Heather Shaffer v. HHS - Influenza, Guillain-Barre syndrome (2025)
Case summary [AI summaries can sometimes make mistakes]
On June 4, 2020, Heather Shaffer filed a petition alleging that an influenza vaccination administered on October 9, 2017 caused Guillain-Barre syndrome. The publicly available stipulation is source-limited.
It states the vaccine, the alleged condition, and the parties' settlement terms, but it does not describe symptom onset, neurologic examination findings, lumbar puncture or EMG results, hospitalization, treatment, rehabilitation, or expert analysis. The Secretary denied that Ms.

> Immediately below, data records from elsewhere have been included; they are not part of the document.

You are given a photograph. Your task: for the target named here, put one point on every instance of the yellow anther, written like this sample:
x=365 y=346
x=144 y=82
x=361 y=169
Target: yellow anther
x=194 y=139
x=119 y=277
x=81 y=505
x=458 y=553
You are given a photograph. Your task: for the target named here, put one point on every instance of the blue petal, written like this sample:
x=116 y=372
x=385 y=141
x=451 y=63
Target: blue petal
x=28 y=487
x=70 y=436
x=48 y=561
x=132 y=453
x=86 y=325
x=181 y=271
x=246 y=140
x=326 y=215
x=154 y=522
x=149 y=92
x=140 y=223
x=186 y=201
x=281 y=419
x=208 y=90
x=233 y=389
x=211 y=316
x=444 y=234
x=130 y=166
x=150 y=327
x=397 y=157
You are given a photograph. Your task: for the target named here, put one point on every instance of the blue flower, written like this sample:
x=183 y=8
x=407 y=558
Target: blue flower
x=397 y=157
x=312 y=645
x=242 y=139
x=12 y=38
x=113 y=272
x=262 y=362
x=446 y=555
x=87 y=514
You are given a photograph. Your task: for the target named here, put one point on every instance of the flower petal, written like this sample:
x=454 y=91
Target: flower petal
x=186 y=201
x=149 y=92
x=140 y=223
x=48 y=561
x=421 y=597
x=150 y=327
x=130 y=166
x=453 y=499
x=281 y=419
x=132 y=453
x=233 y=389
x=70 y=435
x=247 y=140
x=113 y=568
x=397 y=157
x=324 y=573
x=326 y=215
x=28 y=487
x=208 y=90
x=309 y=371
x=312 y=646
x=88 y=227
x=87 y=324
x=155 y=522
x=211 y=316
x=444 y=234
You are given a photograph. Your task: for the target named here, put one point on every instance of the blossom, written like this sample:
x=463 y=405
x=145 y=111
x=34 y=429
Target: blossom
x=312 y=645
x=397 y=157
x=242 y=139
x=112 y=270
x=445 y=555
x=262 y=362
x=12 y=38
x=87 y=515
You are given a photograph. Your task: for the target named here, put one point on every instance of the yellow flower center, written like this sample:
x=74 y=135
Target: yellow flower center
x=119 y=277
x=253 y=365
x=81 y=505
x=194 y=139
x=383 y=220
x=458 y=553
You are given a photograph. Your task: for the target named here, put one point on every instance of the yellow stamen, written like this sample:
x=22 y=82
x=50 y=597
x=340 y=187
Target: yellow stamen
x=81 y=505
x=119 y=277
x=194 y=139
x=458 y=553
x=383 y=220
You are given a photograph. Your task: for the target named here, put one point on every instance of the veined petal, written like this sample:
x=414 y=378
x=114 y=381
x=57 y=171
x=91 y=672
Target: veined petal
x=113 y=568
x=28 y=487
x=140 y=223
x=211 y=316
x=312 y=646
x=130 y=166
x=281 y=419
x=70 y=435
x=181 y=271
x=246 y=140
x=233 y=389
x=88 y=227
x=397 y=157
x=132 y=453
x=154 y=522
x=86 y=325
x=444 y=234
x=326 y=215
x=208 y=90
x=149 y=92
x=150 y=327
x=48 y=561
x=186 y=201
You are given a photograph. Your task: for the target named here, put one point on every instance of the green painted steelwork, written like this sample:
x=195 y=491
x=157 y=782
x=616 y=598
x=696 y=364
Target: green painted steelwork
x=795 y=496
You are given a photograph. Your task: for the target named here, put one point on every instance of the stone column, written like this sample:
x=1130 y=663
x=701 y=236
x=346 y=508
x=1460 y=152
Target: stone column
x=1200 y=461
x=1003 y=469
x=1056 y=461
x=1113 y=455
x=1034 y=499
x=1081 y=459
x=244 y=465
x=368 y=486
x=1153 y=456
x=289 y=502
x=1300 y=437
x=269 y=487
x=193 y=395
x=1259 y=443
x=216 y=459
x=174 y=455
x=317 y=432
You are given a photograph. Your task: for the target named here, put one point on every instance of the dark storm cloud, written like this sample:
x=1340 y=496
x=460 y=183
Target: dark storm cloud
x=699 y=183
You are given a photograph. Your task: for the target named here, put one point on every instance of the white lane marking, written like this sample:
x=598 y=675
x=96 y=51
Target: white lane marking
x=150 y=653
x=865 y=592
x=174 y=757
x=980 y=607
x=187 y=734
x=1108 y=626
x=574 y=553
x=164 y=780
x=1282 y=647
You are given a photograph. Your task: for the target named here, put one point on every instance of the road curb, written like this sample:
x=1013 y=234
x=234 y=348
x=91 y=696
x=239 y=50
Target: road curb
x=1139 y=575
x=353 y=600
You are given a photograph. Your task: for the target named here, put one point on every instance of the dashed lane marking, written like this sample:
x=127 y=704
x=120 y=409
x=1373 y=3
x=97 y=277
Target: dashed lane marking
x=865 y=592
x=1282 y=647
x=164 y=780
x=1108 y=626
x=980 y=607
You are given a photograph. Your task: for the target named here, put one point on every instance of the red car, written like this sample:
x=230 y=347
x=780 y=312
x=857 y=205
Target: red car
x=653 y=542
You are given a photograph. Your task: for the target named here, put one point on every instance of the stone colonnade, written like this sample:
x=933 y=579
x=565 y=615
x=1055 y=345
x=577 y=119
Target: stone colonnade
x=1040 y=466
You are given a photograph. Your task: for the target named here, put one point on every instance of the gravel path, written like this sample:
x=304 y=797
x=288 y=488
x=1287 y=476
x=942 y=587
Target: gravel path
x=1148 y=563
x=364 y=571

Shaffer suffered a Table GBS, denied that the flu vaccine caused GBS or any other injury, and denied that any current condition was a sequela of a vaccine-related injury. On September 9, 2025, the parties filed a joint stipulation resolving the case.
Special Master Thomas L. Gowen Horner adopted the stipulation and awarded Ms.
Shaffer $300,000.00 in a lump sum for all damages available under the Vaccine Act, payable by ACH deposit to counsel's IOLTA account for prompt disbursement. She was represented by Scott R.
Taylor of Urban & Taylor in Milwaukee.
Theory of causation
Influenza vaccine, October 9, 2017, adult exact age not stated, alleged Guillain-Barre syndrome. COMPENSATED by stipulation for $300,000. Respondent denied Table GBS, causation-in-fact, and vaccine-related sequelae, but the parties resolved all damages by a lump-sum ACH payment to counsel's IOLTA account. The public stipulation does not provide onset, diagnostic testing, hospitalization, treatment, or expert detail. Special Master Horner, September 9, 2025. Attorney Scott R. Taylor, Urban & Taylor, Milwaukee.